National Labor Relations Act, as amended, § 7, 61 Stat. 140, 29 U. S. C. § 157 (1958 ed.) provides: “Employees shall have the right to self-organization, to form, join, or assist labor organizations, to bargain collectively through representatives of their own choosing, and to engage in other concerted activities for the purpose of collective bargaining or other mutual aid or protection, and shall also have the right to refrain from any or all of such activities except to the extent that such right may be affected by an agreement requiring membership in a labor organization as a condition of employment . . . .”

Food Jet used supervisory personnel and hired some “sack boys”; respondent Safeway Stores, which operated two stores in Carlsbad, closed one and transferred its managerial personnel to the other; respondent Thrifty Way Food Stores used management personnel and their wives and also hired some part-time “box boys”; respondent Brown Food Store relied on management personnel and their relatives, and a “sack boy” transferred from an out-of-town branch store; respondent Cashway Food Stores also relied on management personnel and their relatives and some transferees from out-of-town branches.

See brief for the National Labor Relations Board in American Ship Building Co. v. Labor Board, No. 255, post, p. 300, also decided today, at p. 17. See also 76 Harv. L. Rev. 1494, 1497.

For a history of rejection by Congress of proposals to limit or outlaw multiemployer bargaining see Buffalo Linen, 353 U. S., at 95-96.

This is evident from the authorities cited in Buffalo Linen, 353 U. S., at 96, n. 28.

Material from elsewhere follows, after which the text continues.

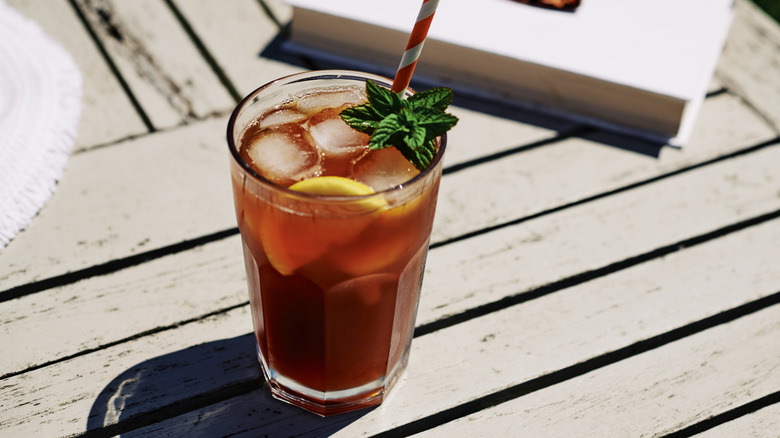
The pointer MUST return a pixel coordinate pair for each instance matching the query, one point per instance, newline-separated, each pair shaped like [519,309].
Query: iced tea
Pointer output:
[334,281]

In Labor Board v. Babcock & Wilcox Co., 351 U. S. 105, we set aside, as resting on an erroneous legal foundation, a Board decision finding that the employer’s refusal to allow distribution of union literature on a company-owned parking lot violated §8 (a)(1). In Republic Aviation Corp. v. Labor Board, 324 U. S. 793, we sustained the Board’s decision but emphasized that judicial review is contemplated by 29 U. S. C. §§ 160 (e), (f), 324 U. S., at 799. Phelps Dodge Corp. v. Labor Board, 313 U. S. 177, involved a question of remedy as to which the statute expressly grants the Board broad authority, 29 U. S. C. § 160 (c). Since Buffalo Linen numerous Board orders have been set aside as outside of the. Board’s statutory authority. See, e. g., Labor Board v. Insurance Agents, 361 U. S. 477; Labor Board v. Drivers Local Union, 362 U. S. 274; Local 357, International Brotherhood of Teamsters v. Labor Board, 365 U. S. 667; Labor Board v. Fruit Packers, 377 U. S. 58. Even where the Board is sustained, its anatysis in support of its conclusion is subjected to full, independent judicial review. See Labor Board v. Erie Resistor Corp., supra.

We do not here decide whether the case would be the same had the struck employer exercised its prerogative to hire permanent replacements for the strikers under our rule in Labor Board v. Mackay Radio & Telegraph Co., 304 U. S. 333, and the nonstruck employers had then hired permanent replacements for their locked-out employees.